Андрей знал, что его перемена в профессии не обрадовала никого из его аляпатриотической родни: неожиданно для всех мышонок-историк превратился в офицера милиции. В настоящий момент у окружающих уже закончился лёгкий шок от случившегося, теперь они могли выразить своё отношение к тому более конкретно. Ведь теперь в России сотрудников милиции боялись разве что дети в песочнице, у большинства россиян непредвиденные соприкосновения с блюстителями правопорядка, вызывали лишь досаду за потраченное время и раздражение. У всех на слуху держались громкие имена районных авторитетов – гарантов соблюдения междворовой конституции. Так что младший лейтенант, насупившись, жевал ещё тёплую вермишель на шкварках с луком вприкуску с ливерной колбасой; погружаясь во всё более мрачные мысли под монотонность материнских сетований. Он уже не раз подумывал о том, чтобы снять где-нибудь комнатёнку, только милицейская получка не слишком превосходила «финансовую истерику для постсоветского историка» – так Андрей окрестил свою получку на предыдущей работе. Поэтому молодому офицеру всё чаще доводилось коротать ночи в дежурке либо на своём опорном пункте, на составленных в ряд стульях плюс стопке старых газет вместо подушки. Это негативно отражалось на его службе, поскольку участковому всё время приходится крутиться перед людьми: он в любой час должен быть выглажен, выбрит, свеж.
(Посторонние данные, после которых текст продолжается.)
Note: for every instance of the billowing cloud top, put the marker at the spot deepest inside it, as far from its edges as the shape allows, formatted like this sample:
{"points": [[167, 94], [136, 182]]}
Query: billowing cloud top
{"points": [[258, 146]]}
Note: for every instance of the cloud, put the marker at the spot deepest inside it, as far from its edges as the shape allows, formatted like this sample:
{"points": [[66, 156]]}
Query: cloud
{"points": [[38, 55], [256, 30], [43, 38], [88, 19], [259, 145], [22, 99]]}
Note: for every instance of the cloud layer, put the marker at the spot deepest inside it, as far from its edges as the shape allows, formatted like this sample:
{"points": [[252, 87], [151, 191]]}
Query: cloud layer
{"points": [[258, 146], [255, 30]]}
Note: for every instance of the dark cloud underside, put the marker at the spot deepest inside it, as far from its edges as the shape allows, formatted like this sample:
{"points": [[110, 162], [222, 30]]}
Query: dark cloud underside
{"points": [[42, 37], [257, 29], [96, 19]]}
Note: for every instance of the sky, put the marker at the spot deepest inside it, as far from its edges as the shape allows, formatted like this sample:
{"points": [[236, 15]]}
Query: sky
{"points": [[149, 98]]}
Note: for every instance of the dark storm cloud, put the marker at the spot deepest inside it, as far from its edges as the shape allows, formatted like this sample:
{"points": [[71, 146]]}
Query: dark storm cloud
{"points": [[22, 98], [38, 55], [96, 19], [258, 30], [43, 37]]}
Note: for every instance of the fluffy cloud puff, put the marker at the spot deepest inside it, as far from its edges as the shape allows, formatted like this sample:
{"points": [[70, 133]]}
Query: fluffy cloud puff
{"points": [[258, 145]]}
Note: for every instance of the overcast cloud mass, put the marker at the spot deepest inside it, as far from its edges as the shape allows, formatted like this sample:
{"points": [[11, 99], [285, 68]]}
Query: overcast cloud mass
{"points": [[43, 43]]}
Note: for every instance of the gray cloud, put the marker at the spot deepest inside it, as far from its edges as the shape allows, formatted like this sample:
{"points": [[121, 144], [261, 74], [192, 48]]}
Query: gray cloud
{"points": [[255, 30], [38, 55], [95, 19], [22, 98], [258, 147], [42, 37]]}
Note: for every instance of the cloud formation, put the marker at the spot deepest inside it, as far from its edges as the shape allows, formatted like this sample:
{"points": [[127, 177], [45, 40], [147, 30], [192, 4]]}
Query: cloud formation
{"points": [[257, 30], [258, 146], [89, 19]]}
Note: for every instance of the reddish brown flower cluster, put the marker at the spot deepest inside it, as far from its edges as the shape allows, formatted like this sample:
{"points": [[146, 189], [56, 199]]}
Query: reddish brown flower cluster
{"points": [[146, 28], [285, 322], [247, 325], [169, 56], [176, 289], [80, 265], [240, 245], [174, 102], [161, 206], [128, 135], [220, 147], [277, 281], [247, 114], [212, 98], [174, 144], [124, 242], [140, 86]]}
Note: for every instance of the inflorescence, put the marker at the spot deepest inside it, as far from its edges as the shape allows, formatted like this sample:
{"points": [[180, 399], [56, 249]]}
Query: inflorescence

Об этом ему как раз и талдычила мать, зато совсем с иной целью:

– Андрюша – ты весь прокурен, па-ахнут носки, одежда замята и я…

– Мама – я же весь день на ногах, а форменных шведок всего три! Из них одна – белая – парадная, некаждодневная. Когда мне их стирать?!

– У тебя миллион других рубашек!

– Ты прекрасно знаешь: мне положено быть в форме.

– Эх, Андрюша! Я давно тебе хотела сказать, что мне не нравится, что ты выбрал эту… работу. Ты стал совершенно другим: грубым, озлобленным. Может лучше тебе вернуться в музей?

– Ни за что! Я не вернусь. На эту нищенскую финансовую истерику для историка лишь ноги протянешь! Пошли они!